My sister (that lives in NYC) is coming for her yearly visit in about ten days. She will be here for about a month and she gets to do that while I can hardly take off a few days. My vacation and personal time is spent taking care of my family. I do not recall the last time I took an “actual” vacation on an actual “vacation day.” I envy my sisters in some ways because they are stay-at-home moms, but the same time, I enjoy my career and the opportunities that I have. I envy the fact that my sisters are not confined by their jobs, but I don’t envy the fact that they are not as well off as we are (not that we are rich or anything but still better off), that their kids are not as socially advanced as mine because mine attend childcare, or even the fact that I have life outside of motherhood and they don’t.
And my horoscope is right is that I spend a lot of time maintaining the “status quo” of being everything to everyone and never giving in. This is my life: I work fulltime in the legal field. I am a mother and a wife. I manage my home and our finances. I manage our entire lives and my husband tells me he is okay with any and every decision I make (the lucky man makes no decisions). I manage a rental property that my husband purchased and it is like to teeth pulling to get him to pick up a rent check and every other responsibility for that property falls on me. I do advocacy work (which I love and wouldn’t trade for anything) and I am working on my master’s degree. Moreover, I am my younger brother’s primary support person (mostly emotional, but sometimes financial and I love him and I would do anything for him). Where is my husband in all this? His excuse is that he works in management and granted, he does work 50 to 60 hours a week but when you do the math, he can never work as many hours as I do (but don’t tell him that because he will disagree). One of the things I have sacrificed being all of these things is my own “personal fulfillment” and I need to get “this situation back under control, and see exactly what is preventing [me] from being as active as [I] would like to be.” (You are tired just by reading this paragraph, aren’t you?)

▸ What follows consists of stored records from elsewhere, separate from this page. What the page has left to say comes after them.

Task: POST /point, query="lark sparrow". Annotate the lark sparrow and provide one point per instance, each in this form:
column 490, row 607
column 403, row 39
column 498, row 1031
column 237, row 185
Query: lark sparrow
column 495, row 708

It was not just this morning’s horoscope that got to me and gave me this realization. I lectured my husband last night on all reasons that things have to change as I outlined above. After that lecture, I went to bed and per the usual, I was out the minute my head hit the pillow. I had this dream that I feel asleep for five years and I awoke to a completely different world than the one I feel asleep in. My kids were older and seemed to be more mature and so was my husband who had a full head of grey hair (my husband is almost 50 and does not have a single grey hair). When I awoke from being asleep for five years, my life resumed even though a lot had changed in five years but what I remember most and what stood out was that my husband and my kids seemed to have an “emptiness” about them. It was like they had lost something while I was asleep and it was something that would be forever lost. It occurred to me that I am concerned about with all that my life is. They are missing a key component and that key component is me and if I don’t do something about that, they will be forever changed and my concern is that change may be negative as it was in my dream.
I know that I have gone on for an eternity in this post but what I know is that something has to change. If I don’t do something about it now, I am not the only one that will feel the ill effects. A friend of mine always tells me that there will be a time and a place for everything and she is right because there is a lot that can wait. (And to think, I don’t even discuss the bearing that my health has on my family, myself and all of these other parts of my life.)